Riuso e riciclo: la nuova proposta UE che non piace a tutti

di Andrea Begnini

01/12/2022


La Commissione UE lancia la rivoluzione del packaging e punta sul riuso e il vuoto a rendere per bottiglie di plastica e lattine in alluminio. L'obiettivo è ridurre i rifiuti di imballaggio del 15% pro-capite per ogni Paese entro il 2040. Ma Italia e Francia difendono le tecnologie e gli investimenti per il riciclo.

Secondo la proposta di regolamento UE, entro il 2030 il 20% delle vendite di bevande take-away dovrà essere servito in imballaggi riutilizzabili o usando i contenitori dei clienti, per arrivare all'80% nel 2040. Vietate le confezioni monouso all'interno di bar e ristoranti e i flaconcini negli hotel. Prevista una quota obbligatoria di contenuto riciclato nei nuovi imballaggi di plastica. 

I prodotti in plastica biodegradabile commercializzati in UE dovranno avere un'etichetta per mostrare quanto tempo impiegheranno a biodegradarsi, in quali circostanze e in quale ambiente. Gli imballaggi destinati al compostaggio industriale saranno consentiti solo per bustine di tè, cialde di caffè, adesivi per frutta e verdura e sacchetti di plastica molto leggeri. “Nessuno vuole mettere fine alle pratiche di riciclo che funzionano bene o mettere in pericolo gli investimenti sottostanti. So che in Italia moltissimo già è stato fatto sul riciclo, vogliamo ancora di più, non di meno, non c'è competizione tra i due approcci”. Lo ha detto il vicepresidente della Commissione UE, Frans Timmermans, parlando in italiano nel corso della presentazione della proposta sul packaging. “Non tutte le pratiche di riciclo funzionano veramente bene, ma il riutilizzo non è in competizione con il riciclo, abbiamo bisogno di entrambi gli strumenti, come di più impianti per il trattamento dei rifiuti”, ha detto. 

Sul regolamento sugli imballaggi, la Commissione UE “si posiziona sui binari giusti: il riciclo non basta, ma bisogna ridurre il consumo di plastica per fermare l'inquinamento, eliminando packaging superfluo, favorendo riuso e ricarica ed evitando il monouso”. Così Greenpeace Italia, con una serie di tweet. Il settore degli imballaggi è uno dei maggiori consumatori di materiali vergini: il 40% della plastica e il 50% della carta prodotte nell'UE vengono destinati a questo uso.  In assenza di azioni, l'Ue vedrebbe aumentare del 19% la produzione di rifiuti da imballaggio entro il 2030 e per i rifiuti da imballaggio in plastica l'aumento sarebbe di gran lunga maggiore. “Se non fermiamo questi trend - dice il commissario all'Ambiente Virginius Sinkevicius in conferenza stampa a Bruxelles - il volume della spazzatura in plastica potrebbe aumentare del 46% entro il 2030, quindi abbiamo chiaramente bisogno di un cambiamento sistemico. Le proposte di oggi puntano ad avere meno spreco e più valore nel settore degli imballaggi e nell'intera economia”.
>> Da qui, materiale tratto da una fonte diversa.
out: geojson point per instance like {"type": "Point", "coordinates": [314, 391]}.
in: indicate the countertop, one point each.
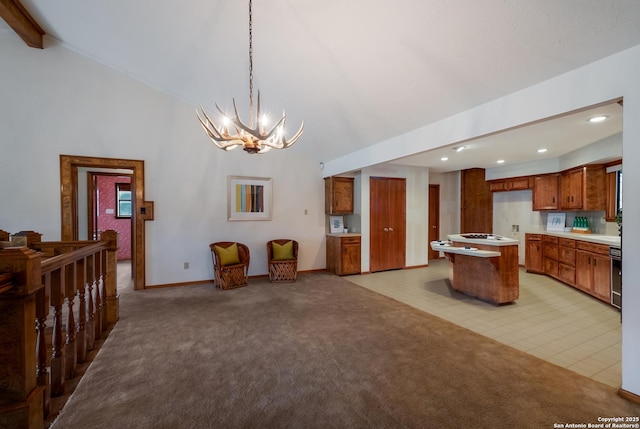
{"type": "Point", "coordinates": [443, 246]}
{"type": "Point", "coordinates": [610, 240]}
{"type": "Point", "coordinates": [497, 240]}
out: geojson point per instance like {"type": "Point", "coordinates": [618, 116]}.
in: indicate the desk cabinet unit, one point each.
{"type": "Point", "coordinates": [343, 254]}
{"type": "Point", "coordinates": [338, 195]}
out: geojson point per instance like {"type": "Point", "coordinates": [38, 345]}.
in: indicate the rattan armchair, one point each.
{"type": "Point", "coordinates": [230, 271]}
{"type": "Point", "coordinates": [282, 268]}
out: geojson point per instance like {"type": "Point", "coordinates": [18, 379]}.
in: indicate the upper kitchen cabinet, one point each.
{"type": "Point", "coordinates": [583, 188]}
{"type": "Point", "coordinates": [510, 184]}
{"type": "Point", "coordinates": [338, 195]}
{"type": "Point", "coordinates": [546, 192]}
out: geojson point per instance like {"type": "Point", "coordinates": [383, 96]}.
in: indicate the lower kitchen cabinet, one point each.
{"type": "Point", "coordinates": [533, 253]}
{"type": "Point", "coordinates": [593, 271]}
{"type": "Point", "coordinates": [578, 263]}
{"type": "Point", "coordinates": [343, 254]}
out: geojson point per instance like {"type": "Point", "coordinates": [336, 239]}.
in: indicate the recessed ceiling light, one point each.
{"type": "Point", "coordinates": [597, 119]}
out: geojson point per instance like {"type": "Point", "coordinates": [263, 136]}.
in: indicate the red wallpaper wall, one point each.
{"type": "Point", "coordinates": [107, 213]}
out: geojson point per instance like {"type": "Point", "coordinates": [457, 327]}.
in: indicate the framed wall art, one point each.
{"type": "Point", "coordinates": [249, 198]}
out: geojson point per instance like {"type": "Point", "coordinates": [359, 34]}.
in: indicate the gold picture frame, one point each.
{"type": "Point", "coordinates": [249, 198]}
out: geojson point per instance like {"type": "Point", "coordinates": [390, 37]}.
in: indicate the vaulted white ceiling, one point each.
{"type": "Point", "coordinates": [357, 72]}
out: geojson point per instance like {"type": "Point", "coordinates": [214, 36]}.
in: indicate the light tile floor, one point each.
{"type": "Point", "coordinates": [550, 320]}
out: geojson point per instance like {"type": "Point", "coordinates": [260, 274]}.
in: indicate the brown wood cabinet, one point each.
{"type": "Point", "coordinates": [533, 253]}
{"type": "Point", "coordinates": [583, 188]}
{"type": "Point", "coordinates": [343, 254]}
{"type": "Point", "coordinates": [550, 252]}
{"type": "Point", "coordinates": [545, 192]}
{"type": "Point", "coordinates": [581, 264]}
{"type": "Point", "coordinates": [510, 184]}
{"type": "Point", "coordinates": [593, 268]}
{"type": "Point", "coordinates": [338, 195]}
{"type": "Point", "coordinates": [387, 223]}
{"type": "Point", "coordinates": [567, 260]}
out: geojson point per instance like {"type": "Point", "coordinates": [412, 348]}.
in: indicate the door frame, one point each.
{"type": "Point", "coordinates": [69, 165]}
{"type": "Point", "coordinates": [434, 198]}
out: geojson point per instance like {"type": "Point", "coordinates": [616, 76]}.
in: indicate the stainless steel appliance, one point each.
{"type": "Point", "coordinates": [616, 276]}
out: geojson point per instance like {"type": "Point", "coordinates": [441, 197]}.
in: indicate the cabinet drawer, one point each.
{"type": "Point", "coordinates": [567, 256]}
{"type": "Point", "coordinates": [593, 247]}
{"type": "Point", "coordinates": [551, 251]}
{"type": "Point", "coordinates": [349, 240]}
{"type": "Point", "coordinates": [567, 242]}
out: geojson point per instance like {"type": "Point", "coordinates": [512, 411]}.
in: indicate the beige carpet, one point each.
{"type": "Point", "coordinates": [320, 353]}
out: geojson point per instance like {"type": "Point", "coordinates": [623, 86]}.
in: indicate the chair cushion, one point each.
{"type": "Point", "coordinates": [228, 256]}
{"type": "Point", "coordinates": [282, 252]}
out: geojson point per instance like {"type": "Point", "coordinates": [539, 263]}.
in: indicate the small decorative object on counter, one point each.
{"type": "Point", "coordinates": [581, 225]}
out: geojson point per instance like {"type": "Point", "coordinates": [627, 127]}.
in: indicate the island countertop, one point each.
{"type": "Point", "coordinates": [490, 239]}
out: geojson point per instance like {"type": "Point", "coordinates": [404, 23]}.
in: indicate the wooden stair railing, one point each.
{"type": "Point", "coordinates": [77, 281]}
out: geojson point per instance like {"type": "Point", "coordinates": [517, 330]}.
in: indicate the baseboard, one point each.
{"type": "Point", "coordinates": [629, 396]}
{"type": "Point", "coordinates": [199, 282]}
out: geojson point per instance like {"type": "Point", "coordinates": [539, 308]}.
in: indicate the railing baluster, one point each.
{"type": "Point", "coordinates": [91, 330]}
{"type": "Point", "coordinates": [70, 352]}
{"type": "Point", "coordinates": [57, 357]}
{"type": "Point", "coordinates": [42, 311]}
{"type": "Point", "coordinates": [81, 337]}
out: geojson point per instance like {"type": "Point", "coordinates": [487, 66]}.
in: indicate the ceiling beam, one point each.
{"type": "Point", "coordinates": [22, 22]}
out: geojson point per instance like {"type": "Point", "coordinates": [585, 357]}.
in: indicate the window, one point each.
{"type": "Point", "coordinates": [123, 200]}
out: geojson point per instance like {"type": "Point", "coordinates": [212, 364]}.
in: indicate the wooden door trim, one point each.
{"type": "Point", "coordinates": [432, 254]}
{"type": "Point", "coordinates": [69, 165]}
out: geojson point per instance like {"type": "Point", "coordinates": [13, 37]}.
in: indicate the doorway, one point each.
{"type": "Point", "coordinates": [434, 219]}
{"type": "Point", "coordinates": [69, 165]}
{"type": "Point", "coordinates": [388, 223]}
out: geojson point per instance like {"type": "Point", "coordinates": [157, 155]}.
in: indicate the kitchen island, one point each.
{"type": "Point", "coordinates": [484, 266]}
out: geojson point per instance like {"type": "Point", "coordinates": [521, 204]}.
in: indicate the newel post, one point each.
{"type": "Point", "coordinates": [111, 275]}
{"type": "Point", "coordinates": [21, 399]}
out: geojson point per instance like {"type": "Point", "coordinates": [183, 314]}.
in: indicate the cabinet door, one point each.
{"type": "Point", "coordinates": [350, 250]}
{"type": "Point", "coordinates": [601, 284]}
{"type": "Point", "coordinates": [572, 189]}
{"type": "Point", "coordinates": [545, 192]}
{"type": "Point", "coordinates": [533, 256]}
{"type": "Point", "coordinates": [584, 273]}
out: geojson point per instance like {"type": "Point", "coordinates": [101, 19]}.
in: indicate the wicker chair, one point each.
{"type": "Point", "coordinates": [282, 270]}
{"type": "Point", "coordinates": [229, 275]}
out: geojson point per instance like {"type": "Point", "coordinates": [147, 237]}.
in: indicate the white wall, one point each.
{"type": "Point", "coordinates": [55, 101]}
{"type": "Point", "coordinates": [603, 80]}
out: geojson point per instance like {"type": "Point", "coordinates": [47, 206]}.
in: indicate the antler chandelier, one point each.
{"type": "Point", "coordinates": [253, 138]}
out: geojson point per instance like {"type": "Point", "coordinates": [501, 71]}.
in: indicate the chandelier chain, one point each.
{"type": "Point", "coordinates": [251, 65]}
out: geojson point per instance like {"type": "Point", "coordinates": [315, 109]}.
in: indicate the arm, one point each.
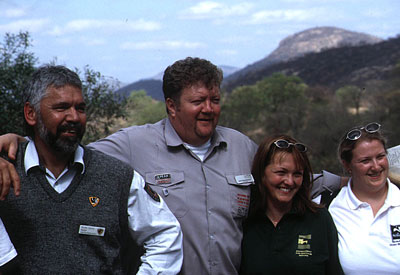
{"type": "Point", "coordinates": [7, 250]}
{"type": "Point", "coordinates": [157, 229]}
{"type": "Point", "coordinates": [8, 174]}
{"type": "Point", "coordinates": [327, 181]}
{"type": "Point", "coordinates": [333, 266]}
{"type": "Point", "coordinates": [116, 145]}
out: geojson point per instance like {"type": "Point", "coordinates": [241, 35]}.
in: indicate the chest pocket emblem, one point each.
{"type": "Point", "coordinates": [94, 201]}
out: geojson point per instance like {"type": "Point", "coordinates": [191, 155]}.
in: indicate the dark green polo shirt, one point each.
{"type": "Point", "coordinates": [300, 244]}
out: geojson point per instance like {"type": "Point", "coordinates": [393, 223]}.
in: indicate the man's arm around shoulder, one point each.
{"type": "Point", "coordinates": [153, 225]}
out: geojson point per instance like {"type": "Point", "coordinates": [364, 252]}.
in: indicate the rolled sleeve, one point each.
{"type": "Point", "coordinates": [152, 224]}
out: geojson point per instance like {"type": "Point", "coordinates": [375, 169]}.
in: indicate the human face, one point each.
{"type": "Point", "coordinates": [62, 119]}
{"type": "Point", "coordinates": [369, 166]}
{"type": "Point", "coordinates": [196, 114]}
{"type": "Point", "coordinates": [282, 179]}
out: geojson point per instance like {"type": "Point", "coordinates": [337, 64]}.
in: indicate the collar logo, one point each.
{"type": "Point", "coordinates": [94, 201]}
{"type": "Point", "coordinates": [395, 230]}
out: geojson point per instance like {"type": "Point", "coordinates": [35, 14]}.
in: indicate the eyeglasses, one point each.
{"type": "Point", "coordinates": [284, 144]}
{"type": "Point", "coordinates": [355, 134]}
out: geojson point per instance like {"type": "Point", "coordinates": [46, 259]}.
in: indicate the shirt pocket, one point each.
{"type": "Point", "coordinates": [171, 186]}
{"type": "Point", "coordinates": [239, 188]}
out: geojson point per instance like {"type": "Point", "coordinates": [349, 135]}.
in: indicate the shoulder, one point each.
{"type": "Point", "coordinates": [232, 135]}
{"type": "Point", "coordinates": [320, 214]}
{"type": "Point", "coordinates": [340, 200]}
{"type": "Point", "coordinates": [139, 130]}
{"type": "Point", "coordinates": [99, 159]}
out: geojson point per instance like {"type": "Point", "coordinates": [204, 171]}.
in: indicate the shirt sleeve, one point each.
{"type": "Point", "coordinates": [7, 250]}
{"type": "Point", "coordinates": [152, 224]}
{"type": "Point", "coordinates": [116, 145]}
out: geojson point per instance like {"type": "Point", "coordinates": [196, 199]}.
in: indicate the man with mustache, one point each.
{"type": "Point", "coordinates": [201, 169]}
{"type": "Point", "coordinates": [79, 210]}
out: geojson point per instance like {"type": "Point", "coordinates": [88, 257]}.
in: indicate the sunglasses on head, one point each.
{"type": "Point", "coordinates": [355, 134]}
{"type": "Point", "coordinates": [284, 144]}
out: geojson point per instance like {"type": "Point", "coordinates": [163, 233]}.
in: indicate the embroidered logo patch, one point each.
{"type": "Point", "coordinates": [395, 230]}
{"type": "Point", "coordinates": [153, 194]}
{"type": "Point", "coordinates": [242, 201]}
{"type": "Point", "coordinates": [304, 246]}
{"type": "Point", "coordinates": [94, 201]}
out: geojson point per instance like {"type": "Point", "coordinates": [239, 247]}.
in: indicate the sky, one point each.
{"type": "Point", "coordinates": [138, 39]}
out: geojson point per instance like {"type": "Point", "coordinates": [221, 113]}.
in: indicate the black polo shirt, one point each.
{"type": "Point", "coordinates": [300, 244]}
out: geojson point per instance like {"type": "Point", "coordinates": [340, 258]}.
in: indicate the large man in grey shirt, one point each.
{"type": "Point", "coordinates": [202, 171]}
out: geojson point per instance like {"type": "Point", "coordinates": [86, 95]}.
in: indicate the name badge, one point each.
{"type": "Point", "coordinates": [163, 178]}
{"type": "Point", "coordinates": [92, 230]}
{"type": "Point", "coordinates": [244, 178]}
Ma l'Italia e la Francia sono in prima fila a promettere battaglia al tavolo dei negoziati e l'ex numero uno di Confindustria, Antonio D'Amato, taccia la Commissione europea di populismo e demagogia. Nella giornata verde dell'UE, che ha lanciato anche un'etichetta di sostenibilità per le plastiche biodegradabili, le crepe tra Bruxelles e Roma si allargano anche al mercato delle emissioni Co2 (ETS), con il governo italiano che boccia l'accordo per inglobare il settore marittimo. Ma “se ridurre gli imballaggi significa eliminare i sacchetti per la frutta e la verdura sotto 1,5 kg”, argomenta il viceministro all'Ambiente Vannia Gava, “allora si vuole incentivare lo spreco alimentare. Se favorire il riciclo significa obbligare gli Stati a organizzare sistemi di deposito e ritiro, allora si vuole smantellare il sistema dei consorzi in Italia. Se la direttiva imballaggi non ha trovato la giusta applicazione in alcuni Paesi, non si capisce perché debbano essere puniti i Paesi più efficienti, i cui modelli di trattamento dei rifiuti sono delle best practices che andrebbero imitate”. 

Anche l'industria dell'imballaggio UE boccia il piano di Bruxelles per la riduzione dei rifiuti da imballaggio. “La proposta rischia di andare contro gli obiettivi del Green Deal, riportando indietro le lancette dell'orologio del riciclo e compromettendo la funzionalità degli imballaggi nel proteggere i prodotti e prevenire i rifiuti”, evidenzia l'organizzazione di categoria, Europen, che tra i suoi membri conta anche Ferrero.